This editorial will appear in Friday’s edition.
No matter who voters pick among the many candidates running for Tacoma City Council this year, the council will look a lot different come January.
That’s the result of the city’s term limits, which are showing three council members and the mayor the door. Voters reaffirmed their support of term limits’ purging power last year when they defeated an attempt to repeal the city’s 10-year limit.
Two of the four Tacoma City Council races this year drew enough candidates to make the August primary ballot. Our choices in those races kick off this year’s election endorsements. We’ll publish other primary election recommendations over the next couple of weeks, and then start working on our general election picks in September.
How and why we endorse:
The editorial board offers its opinions year round on public policy decisions. We don’t think it makes sense – when election season arrives – to suddenly go silent on who ought to hold public office and make those decisions.
Our endorsements are based on interviews with the candidates, their track records in the community, news coverage, the insights of people and groups we trust, and our assessment of what a particular city (or school board or court) needs from its elected officials.
These endorsements are not offered as holy writ, but rather as one part of a mix that includes the recommendations of other organizations, the candidates’ campaigns and, of course, voters’ own research and priorities.
Our picks for Tacoma City Council:
&bull In District 4 on Tacoma’s East Side, three people are running to replace departing Councilman Rick Talbert. We are endorsing Marty Campbell, but were also impressed by both of his opponents, Roxanne Murphy and Susanne Emily Marten.
Campbell, the owner of Stadium Video and Buzzard’s Discs in Tacoma, would add an important small-business perspective to the council. He’s been heavily involved in civic projects, from helping found the Tacoma Film Club to chairing a committee to study downtown parking solutions.
His scope of experience comprises a blend of community activism – he’s helped his neighborhood with crime prevention and community improvement – and business advocacy. Campbell is also chairman of the Cross-District Business Association, an alliance of business districts throughout Tacoma. He’s a former chairman of the New Tacoma Neighborhood Council.
That broad experience and perspective establishes Campbell as a candidate who can both lobby for his district’s interests and look out for the welfare of the entire city.
Murphy also has been busy in her neighborhood, especially at the grass-roots level. She’s been active in many East Side community groups and has served on the East Side Neighborhood Council and DomeTop Neighborhood Alliance.
Murphy worked for the city as a community relations specialist before leaving to pursue a master’s degree in public administration at The Evergreen State College. She is energetic and dedicated, and could be part of the next generation of city leadership. We hope she stays engaged.
The third candidate, Marten, is one of the most knowledgeable candidates in any race this year. A former vice president at Good Samaritan Community Healthcare, she has a doctorate from the University of Washington in public finance and policy analysis. She recently returned to school to study urban planning and environmental science.

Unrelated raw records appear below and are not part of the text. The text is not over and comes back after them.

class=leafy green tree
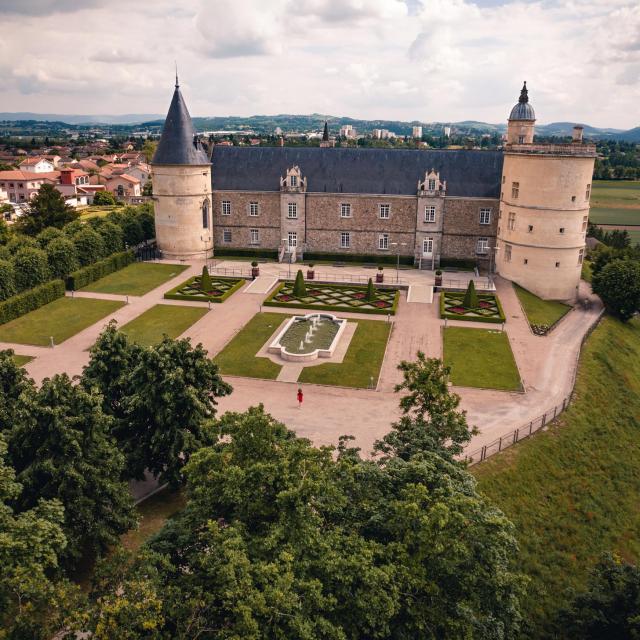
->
[462,280,478,309]
[591,260,640,322]
[200,265,212,291]
[93,191,116,207]
[16,184,80,236]
[365,278,376,302]
[558,554,640,640]
[374,351,477,460]
[73,226,106,267]
[36,227,65,249]
[0,260,17,301]
[46,237,80,278]
[293,269,307,298]
[13,247,51,291]
[7,374,135,566]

Marten is a bona fide authority on many public policy issues. But her low-key, academic bearing wouldn’t seem to lend itself to forceful advocacy, and the East Side needs a politician as well as a thinker.
&bull In the race for District 5, which represents the far southern swath of the city, including parts of South Tacoma, the South End and the East Side, voters again have a choice among three solid candidates.
We’re endorsing the one with the least amount of name recognition: John Miles.
Miles is one of those diligent, behind-the-scenes workhorses who get stuff done but might not get a lot of recognition. He helped develop Neighbors’ Park in the Hilltop before moving to the Edison neighborhood. He’s the vice chairman of the South Tacoma Neighborhood Council and chairman of the Edison Community Based Services Action Team.
A former teacher, Miles recently got a business degree from Tacoma Community College and is starting a job as a tax collector with the state Department of Revenue. He studies issues carefully and pays attention to details.
A close runner-up is Joe Lonergan, who works for The News Tribune as an advertising sales representative. He also has community organizing credentials, serving on the South End Neighborhood Council and the Wapato Park advisory committee.
Lonergan would likely be a councilman in the mold of his father, Mike, who has displayed an independent streak and proved to be a voice for the less fortunate during his time on the council. Mike Lonergan’s term is up this year.
Also running is Beckie Summers Kirby, who has a long résumé of civic service. She’s served on the Tacoma Human Rights Commission, the Tacoma Civil Service Board, the Tacoma Public Library Board of Trustees and the Pierce County Charter Review Commission.
Kirby would be a close ally of the city’s unions. She is the right candidate for those who think city employees’ pay and benefits must be protected or improved. We think the city needs council members willing to hold the line on contracts and overhead costs.